At 05:10 AM 11/26/2004, Stewart Bryant wrote:
If I were even willing to accept an SPF per neighbors' neighbor, it would
be completely clear how to do SRLGs for U-turn alternates.
I can see how with one SPF per node you can increase the reach of
U-turn, but surely to do SRLG you need to carry some vector in the
packet to steer it at critical places?
There's no need for a vector in the packet. There needs to be a path from
S to the node from which the SPT will be followed. The path from that node
on the SPT needs to avoid the SRLG.
Whether one can find this depends on the topology.
I'd say it's clear that for IP FRR, there's a desire to have
substantially fewer SPFs than 1 per node.
That is a desire, although I have some personal doubts at the validity of
that constraint. Remember that when we designed link state
protocols we were using CPUs that were three orders of magnitude slower
than those that we use today.
Which means we can do a handful of SPFs, not 100s or 1000s.
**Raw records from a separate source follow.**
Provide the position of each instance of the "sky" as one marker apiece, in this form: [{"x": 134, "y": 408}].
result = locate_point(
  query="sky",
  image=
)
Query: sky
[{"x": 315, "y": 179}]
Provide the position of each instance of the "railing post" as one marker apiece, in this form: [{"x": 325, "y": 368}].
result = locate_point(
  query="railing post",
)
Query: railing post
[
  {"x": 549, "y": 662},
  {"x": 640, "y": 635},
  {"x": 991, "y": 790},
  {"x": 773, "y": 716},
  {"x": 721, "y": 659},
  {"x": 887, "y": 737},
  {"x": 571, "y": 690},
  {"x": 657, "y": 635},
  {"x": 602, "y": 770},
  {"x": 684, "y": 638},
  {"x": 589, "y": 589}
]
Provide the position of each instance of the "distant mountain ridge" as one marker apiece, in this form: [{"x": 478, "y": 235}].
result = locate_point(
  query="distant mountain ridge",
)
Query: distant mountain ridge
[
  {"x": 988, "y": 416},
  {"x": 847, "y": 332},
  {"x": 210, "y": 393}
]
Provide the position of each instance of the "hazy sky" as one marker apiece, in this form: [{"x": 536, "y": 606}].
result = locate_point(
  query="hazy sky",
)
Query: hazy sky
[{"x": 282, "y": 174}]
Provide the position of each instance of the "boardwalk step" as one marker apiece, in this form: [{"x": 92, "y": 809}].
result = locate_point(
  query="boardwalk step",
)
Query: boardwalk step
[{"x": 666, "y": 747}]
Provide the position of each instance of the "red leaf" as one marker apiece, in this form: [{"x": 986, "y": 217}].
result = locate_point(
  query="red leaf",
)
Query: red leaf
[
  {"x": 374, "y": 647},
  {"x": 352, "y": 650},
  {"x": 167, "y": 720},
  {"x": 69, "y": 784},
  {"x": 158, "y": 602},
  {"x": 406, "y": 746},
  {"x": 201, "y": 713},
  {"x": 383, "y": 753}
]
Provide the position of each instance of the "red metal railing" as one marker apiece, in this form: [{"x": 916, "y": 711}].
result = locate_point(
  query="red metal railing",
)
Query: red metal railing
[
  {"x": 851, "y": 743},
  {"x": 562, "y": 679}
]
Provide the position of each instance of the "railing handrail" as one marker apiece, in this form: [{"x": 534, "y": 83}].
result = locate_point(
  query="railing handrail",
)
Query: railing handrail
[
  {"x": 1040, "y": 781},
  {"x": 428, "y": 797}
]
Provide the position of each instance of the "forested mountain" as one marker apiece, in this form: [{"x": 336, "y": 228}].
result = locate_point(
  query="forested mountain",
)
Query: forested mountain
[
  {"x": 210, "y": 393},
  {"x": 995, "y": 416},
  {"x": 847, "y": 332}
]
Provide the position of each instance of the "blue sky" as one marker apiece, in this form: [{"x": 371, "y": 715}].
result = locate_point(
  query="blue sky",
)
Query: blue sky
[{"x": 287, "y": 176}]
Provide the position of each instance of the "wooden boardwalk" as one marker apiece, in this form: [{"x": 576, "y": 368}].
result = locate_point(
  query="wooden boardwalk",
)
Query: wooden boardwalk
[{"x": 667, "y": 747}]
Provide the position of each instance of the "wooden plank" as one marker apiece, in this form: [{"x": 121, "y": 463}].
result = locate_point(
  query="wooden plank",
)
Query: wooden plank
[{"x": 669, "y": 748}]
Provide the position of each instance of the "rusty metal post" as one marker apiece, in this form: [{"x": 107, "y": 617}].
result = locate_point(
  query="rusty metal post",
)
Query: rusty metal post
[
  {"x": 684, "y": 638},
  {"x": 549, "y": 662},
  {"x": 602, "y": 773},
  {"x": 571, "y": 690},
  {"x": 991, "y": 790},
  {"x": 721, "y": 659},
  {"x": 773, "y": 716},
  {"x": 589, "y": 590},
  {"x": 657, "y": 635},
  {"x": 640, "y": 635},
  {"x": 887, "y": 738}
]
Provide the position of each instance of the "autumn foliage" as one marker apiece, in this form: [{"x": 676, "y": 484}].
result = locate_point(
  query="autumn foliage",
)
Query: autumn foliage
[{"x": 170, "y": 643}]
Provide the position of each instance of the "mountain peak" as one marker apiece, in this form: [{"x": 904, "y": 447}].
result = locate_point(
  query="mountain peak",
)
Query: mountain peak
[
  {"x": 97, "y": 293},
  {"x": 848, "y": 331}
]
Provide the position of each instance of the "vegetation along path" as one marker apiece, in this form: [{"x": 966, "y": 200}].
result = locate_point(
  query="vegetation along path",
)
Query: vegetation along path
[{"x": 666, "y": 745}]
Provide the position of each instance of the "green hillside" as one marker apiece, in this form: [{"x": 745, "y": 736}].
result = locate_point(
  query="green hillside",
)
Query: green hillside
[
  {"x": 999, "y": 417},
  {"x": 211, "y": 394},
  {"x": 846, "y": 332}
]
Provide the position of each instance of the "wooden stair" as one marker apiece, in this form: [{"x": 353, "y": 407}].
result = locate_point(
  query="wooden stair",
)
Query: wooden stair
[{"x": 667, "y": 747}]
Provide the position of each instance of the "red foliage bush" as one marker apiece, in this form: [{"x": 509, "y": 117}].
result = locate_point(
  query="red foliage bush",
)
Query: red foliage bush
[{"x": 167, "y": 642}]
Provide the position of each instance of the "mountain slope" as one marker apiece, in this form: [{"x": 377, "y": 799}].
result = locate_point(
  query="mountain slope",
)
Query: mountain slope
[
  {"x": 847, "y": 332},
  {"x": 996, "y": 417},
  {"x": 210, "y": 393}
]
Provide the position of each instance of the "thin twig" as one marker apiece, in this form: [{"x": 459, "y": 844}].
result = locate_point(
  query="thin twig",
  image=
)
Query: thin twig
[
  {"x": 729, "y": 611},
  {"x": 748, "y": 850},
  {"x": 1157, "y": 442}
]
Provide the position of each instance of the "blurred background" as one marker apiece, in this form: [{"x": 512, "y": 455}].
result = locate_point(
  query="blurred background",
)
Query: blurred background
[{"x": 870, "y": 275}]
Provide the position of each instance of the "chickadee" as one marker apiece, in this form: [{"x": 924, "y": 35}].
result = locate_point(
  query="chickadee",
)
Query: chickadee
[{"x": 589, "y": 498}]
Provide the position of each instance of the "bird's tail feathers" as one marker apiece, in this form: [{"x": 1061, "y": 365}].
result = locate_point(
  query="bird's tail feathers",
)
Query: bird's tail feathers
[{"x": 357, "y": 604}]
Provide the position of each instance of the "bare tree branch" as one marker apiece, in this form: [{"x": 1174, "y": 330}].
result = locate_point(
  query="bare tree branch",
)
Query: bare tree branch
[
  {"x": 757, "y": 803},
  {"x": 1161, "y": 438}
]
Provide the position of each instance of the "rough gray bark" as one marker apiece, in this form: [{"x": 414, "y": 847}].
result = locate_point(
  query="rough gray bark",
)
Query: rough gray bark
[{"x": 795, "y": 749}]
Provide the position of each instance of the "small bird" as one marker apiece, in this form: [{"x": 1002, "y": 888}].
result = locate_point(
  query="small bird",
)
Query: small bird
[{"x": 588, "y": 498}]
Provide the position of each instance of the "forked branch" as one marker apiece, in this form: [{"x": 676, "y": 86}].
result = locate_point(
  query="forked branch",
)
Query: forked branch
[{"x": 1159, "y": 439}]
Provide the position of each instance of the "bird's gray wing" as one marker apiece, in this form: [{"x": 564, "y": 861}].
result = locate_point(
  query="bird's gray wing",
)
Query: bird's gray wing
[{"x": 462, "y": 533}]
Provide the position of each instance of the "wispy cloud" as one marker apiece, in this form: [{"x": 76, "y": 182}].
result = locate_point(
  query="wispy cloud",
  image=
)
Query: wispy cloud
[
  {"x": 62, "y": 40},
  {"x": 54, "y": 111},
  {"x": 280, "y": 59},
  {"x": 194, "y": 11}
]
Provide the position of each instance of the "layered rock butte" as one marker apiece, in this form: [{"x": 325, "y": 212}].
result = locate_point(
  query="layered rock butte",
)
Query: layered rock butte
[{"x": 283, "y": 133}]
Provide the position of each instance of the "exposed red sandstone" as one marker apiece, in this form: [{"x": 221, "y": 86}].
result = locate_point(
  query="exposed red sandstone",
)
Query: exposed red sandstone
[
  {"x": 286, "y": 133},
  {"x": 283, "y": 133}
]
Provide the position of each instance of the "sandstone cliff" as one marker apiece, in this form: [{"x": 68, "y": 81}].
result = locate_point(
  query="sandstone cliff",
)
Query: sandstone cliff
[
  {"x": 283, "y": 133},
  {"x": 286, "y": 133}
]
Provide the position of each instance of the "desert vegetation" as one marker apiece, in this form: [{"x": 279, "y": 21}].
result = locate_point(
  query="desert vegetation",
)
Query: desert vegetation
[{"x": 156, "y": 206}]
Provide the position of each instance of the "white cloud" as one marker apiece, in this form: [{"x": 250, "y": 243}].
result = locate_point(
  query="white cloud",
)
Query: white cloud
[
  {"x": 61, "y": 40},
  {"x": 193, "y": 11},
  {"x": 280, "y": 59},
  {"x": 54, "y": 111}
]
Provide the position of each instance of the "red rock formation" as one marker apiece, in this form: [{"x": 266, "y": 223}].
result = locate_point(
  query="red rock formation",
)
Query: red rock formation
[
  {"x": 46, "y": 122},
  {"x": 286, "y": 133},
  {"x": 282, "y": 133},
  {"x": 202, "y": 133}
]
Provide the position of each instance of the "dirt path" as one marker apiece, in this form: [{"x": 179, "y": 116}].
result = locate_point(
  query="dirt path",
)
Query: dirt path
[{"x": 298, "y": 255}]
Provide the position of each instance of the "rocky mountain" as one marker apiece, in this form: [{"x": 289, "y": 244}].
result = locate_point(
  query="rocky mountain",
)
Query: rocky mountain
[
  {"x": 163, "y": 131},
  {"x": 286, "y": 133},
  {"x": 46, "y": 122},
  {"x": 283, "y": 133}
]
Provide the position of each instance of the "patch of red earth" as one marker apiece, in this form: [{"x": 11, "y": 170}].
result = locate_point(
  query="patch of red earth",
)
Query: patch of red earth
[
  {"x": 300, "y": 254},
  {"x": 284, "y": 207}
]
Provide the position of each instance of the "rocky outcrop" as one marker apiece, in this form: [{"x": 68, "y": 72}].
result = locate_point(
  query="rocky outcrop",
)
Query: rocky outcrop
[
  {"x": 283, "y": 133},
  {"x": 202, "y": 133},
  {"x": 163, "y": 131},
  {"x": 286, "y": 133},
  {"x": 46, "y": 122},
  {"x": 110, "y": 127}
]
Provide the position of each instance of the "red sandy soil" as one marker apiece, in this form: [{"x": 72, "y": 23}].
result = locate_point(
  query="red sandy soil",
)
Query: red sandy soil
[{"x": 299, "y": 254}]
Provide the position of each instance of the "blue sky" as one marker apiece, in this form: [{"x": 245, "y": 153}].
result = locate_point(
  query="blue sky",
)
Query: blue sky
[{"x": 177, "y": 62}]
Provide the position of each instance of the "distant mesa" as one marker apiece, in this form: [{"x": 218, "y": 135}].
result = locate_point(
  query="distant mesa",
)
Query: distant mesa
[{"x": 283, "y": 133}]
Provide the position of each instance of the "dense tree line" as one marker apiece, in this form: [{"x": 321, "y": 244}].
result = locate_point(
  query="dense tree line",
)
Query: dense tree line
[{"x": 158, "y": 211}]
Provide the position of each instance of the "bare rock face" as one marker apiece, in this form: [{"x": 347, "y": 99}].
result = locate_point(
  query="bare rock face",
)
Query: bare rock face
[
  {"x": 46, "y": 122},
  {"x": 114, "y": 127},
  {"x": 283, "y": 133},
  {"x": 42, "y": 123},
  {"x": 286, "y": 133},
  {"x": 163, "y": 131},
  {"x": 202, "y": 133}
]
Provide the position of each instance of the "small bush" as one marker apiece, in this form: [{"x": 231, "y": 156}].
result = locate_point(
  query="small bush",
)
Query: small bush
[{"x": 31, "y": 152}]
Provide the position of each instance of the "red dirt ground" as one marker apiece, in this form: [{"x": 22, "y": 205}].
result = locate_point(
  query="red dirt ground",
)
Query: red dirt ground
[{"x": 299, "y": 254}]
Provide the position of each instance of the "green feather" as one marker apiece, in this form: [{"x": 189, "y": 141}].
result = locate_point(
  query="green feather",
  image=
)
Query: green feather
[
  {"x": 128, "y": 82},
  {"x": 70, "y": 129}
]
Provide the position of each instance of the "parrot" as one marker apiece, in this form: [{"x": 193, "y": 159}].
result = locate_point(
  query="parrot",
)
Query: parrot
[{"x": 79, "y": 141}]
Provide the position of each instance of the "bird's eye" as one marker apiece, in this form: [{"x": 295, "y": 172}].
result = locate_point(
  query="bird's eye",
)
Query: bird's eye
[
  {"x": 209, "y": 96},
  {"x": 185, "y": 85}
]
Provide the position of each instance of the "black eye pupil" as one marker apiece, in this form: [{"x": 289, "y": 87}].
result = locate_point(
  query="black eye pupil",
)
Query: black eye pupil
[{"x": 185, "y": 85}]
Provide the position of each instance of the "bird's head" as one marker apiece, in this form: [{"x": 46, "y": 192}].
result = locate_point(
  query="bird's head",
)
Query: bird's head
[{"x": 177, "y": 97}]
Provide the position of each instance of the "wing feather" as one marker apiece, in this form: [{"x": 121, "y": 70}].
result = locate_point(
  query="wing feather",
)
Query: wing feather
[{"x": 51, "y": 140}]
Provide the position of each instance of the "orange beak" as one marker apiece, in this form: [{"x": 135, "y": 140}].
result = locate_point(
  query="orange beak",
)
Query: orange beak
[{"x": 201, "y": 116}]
I guess it depends on the particular technique considered, but there are
feasible algorithms for some of them.
For loop-free alternates, one can track the SRLGs traversed by each
neighbor, and decide whether to use a loop-free neighbor based on whether
the SRLGs of concern are passed.
We can do the same for tunnels, and you can do the same for U-turn.
The general approach is that you must check that you do not go over
an SRLG member during the period that you control the packet, and
then make sure that it does not go over one after it is released. The
issue is what to you do if it does.
Give up on that as an alternate and hunt for another one?